The media reason is that nationalist-conservative gadfly Tucker Carlson is in that country this week, broadcasting his nightly Fox News show from Budapest.
Those two reasons have a common origin. Viktor Orbán has pursued a strongly National Conservative policy line. He has set his face firmly against mass Third World immigration and he's established secure national borders. Orbán's Hungary has strong natalist programs to encourage Hungarians to marry and have children. In June this year Hungary's National Assembly, with Orbán's encouragement, passed a law banning the promotion of homosexuality in school educational materials. Orbán has severely curtailed the propagandizing activities of George Soros … And so on.
Orbán's Hungary, in short, is an unapologetic beacon of National Conservatism. That's driving globalist progressives crazy, both in Europe and here. The EU is threatening to cut off financial support for Hungary, even perhaps to expel Hungary from the EU if the country doesn't get in line with globalist-progressive ideology. That's a real threat to Orbán.
Hungarians would like to stay Hungarian, without the blights of mass immigration and Heather Has Two Mommies textbooks in kindergarten.
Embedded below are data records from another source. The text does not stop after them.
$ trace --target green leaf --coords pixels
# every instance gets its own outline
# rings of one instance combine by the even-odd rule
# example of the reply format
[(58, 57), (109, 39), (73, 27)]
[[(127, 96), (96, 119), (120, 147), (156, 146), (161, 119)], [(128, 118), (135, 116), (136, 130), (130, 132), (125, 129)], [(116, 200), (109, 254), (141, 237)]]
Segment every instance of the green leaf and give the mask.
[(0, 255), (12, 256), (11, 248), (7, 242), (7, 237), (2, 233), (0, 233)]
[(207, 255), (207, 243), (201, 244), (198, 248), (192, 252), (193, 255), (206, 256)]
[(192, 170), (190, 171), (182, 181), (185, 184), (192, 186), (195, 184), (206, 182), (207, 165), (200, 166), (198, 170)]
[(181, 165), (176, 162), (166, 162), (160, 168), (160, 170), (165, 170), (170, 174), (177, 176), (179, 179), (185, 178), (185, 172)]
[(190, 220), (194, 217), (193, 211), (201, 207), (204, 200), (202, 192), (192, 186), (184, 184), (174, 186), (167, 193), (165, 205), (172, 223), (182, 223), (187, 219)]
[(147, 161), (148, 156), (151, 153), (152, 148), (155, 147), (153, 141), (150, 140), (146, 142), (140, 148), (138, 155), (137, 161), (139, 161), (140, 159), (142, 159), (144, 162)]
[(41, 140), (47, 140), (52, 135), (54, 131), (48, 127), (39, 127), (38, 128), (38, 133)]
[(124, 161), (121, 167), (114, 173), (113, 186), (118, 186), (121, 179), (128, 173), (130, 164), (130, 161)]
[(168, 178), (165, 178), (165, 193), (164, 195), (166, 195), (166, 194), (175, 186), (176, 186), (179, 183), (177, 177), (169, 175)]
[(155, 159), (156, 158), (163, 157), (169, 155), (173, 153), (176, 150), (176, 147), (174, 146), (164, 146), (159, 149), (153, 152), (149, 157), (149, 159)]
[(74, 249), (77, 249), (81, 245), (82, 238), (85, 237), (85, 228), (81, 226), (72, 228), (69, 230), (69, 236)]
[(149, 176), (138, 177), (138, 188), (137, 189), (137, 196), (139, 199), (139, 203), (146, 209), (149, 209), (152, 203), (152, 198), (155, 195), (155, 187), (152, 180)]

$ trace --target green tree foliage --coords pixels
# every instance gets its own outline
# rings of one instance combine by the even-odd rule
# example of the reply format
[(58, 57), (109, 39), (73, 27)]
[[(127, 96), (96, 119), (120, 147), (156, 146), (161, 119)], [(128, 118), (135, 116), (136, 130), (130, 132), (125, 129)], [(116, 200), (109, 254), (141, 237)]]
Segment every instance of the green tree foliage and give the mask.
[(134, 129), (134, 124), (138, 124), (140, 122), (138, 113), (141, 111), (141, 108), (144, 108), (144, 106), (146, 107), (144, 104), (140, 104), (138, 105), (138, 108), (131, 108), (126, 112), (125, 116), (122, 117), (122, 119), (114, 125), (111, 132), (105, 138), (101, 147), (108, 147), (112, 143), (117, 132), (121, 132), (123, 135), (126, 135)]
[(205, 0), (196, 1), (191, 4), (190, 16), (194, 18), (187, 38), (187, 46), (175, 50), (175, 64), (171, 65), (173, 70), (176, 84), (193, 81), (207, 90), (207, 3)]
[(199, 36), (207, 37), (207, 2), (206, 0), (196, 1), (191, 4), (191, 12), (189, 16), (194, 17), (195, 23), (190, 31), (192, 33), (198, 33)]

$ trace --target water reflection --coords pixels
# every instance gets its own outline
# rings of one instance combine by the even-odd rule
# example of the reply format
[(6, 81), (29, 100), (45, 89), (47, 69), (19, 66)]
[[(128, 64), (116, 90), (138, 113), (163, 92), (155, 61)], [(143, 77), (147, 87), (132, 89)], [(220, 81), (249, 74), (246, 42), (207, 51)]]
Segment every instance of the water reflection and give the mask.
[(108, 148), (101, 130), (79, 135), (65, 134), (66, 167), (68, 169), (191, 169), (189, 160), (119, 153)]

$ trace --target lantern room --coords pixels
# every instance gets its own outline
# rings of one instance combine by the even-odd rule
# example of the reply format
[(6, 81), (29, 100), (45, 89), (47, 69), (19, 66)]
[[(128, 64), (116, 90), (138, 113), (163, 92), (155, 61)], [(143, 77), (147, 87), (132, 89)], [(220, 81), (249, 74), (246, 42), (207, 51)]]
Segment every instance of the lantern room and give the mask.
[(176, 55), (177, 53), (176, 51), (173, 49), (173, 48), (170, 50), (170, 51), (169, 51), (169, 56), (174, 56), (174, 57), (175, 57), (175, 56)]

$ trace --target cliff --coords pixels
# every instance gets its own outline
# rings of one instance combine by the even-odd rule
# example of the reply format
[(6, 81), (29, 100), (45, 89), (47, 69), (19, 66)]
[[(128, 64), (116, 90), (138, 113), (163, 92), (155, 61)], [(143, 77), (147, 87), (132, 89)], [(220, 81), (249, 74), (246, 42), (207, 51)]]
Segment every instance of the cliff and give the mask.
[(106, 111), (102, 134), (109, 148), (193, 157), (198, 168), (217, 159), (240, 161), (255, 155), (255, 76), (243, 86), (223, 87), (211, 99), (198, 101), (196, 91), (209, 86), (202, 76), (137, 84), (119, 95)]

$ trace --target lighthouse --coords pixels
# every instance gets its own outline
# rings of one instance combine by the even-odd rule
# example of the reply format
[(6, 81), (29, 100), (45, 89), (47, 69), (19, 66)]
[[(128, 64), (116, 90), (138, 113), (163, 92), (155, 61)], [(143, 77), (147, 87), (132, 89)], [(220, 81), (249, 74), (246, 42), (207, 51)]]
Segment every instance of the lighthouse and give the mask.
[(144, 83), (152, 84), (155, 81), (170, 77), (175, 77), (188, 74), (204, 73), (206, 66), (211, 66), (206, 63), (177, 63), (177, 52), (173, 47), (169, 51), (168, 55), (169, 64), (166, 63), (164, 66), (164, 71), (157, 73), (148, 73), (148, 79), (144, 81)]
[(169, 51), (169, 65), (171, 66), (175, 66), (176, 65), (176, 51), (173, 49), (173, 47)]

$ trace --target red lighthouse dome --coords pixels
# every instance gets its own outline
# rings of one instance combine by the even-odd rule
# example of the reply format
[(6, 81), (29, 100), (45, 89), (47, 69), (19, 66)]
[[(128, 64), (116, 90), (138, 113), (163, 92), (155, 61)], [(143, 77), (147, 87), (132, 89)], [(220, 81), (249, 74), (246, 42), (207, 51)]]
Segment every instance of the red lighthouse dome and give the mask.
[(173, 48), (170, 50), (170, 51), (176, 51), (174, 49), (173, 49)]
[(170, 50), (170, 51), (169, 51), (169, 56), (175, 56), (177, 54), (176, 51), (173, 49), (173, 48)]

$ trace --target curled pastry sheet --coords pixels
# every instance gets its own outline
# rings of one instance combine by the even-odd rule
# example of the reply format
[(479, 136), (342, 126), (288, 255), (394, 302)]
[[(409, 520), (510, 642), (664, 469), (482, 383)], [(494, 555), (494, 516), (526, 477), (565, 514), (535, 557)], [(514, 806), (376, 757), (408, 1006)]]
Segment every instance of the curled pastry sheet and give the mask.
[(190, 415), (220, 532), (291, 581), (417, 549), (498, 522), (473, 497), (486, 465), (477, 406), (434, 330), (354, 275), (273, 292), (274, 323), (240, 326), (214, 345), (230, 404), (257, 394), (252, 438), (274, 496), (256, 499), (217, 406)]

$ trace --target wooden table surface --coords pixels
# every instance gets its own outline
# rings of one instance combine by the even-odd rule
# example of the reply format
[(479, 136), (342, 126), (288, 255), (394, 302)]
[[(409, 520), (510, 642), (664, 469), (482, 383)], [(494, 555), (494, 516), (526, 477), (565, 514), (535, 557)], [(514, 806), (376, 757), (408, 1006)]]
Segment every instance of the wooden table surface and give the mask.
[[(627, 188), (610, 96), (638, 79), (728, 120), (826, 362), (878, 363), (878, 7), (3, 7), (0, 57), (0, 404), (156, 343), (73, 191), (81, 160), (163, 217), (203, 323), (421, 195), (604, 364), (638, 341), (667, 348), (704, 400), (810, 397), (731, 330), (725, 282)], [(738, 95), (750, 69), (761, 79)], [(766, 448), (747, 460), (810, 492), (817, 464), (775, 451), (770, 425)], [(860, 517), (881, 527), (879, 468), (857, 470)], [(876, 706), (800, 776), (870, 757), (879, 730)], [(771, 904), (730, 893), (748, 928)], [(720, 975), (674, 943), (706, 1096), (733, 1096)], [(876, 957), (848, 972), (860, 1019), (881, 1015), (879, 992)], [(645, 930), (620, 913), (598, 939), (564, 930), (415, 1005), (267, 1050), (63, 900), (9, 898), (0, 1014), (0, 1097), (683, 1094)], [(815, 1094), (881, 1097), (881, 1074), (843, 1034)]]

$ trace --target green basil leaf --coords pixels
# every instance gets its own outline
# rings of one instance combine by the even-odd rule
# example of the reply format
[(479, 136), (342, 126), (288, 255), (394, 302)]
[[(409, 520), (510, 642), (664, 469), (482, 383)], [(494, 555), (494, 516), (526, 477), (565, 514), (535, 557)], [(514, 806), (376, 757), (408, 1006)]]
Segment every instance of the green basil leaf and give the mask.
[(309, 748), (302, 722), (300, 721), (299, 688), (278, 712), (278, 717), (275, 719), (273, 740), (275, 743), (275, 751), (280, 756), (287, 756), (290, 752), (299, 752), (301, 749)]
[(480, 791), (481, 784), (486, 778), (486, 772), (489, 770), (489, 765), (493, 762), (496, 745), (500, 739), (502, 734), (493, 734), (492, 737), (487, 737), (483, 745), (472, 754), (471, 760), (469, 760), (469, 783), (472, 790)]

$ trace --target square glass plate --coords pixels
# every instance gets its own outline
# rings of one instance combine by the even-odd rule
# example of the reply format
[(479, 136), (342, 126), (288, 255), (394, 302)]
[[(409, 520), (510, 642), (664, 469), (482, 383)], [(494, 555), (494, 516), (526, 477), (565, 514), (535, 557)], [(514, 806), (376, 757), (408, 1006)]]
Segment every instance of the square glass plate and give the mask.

On the other hand, they like being in the EU. Their country is comparatively poor, down there with Romania and Greece in the EU rankings of per capita GDP, and that financial support comes in handy. So, with employment opportunities limited, so does the ability to travel freely to work in other EU countries without passports and visas.
And yes, our own globalist progressives hate Orbán, too. "Hate" is in fact too mild a word for effusions like those of neocon David Frum on Twitter this week. Sample, quote:
When American media personalities express admiration for Orbán, that is what they are admiring: plunder of the public for the benefit of a complicit few; suppression of media that report the plunder; racism and reactionary religion as cover for the gullible and/or hypocritical.
Wow: "plunder of the public for the benefit of a complicit few; suppression of media that report the plunder." Nothing like that could happen here in the Land of the Brave and Home of the Free, could it? Excuse me … [cough … Hunter Biden … laptop … cough].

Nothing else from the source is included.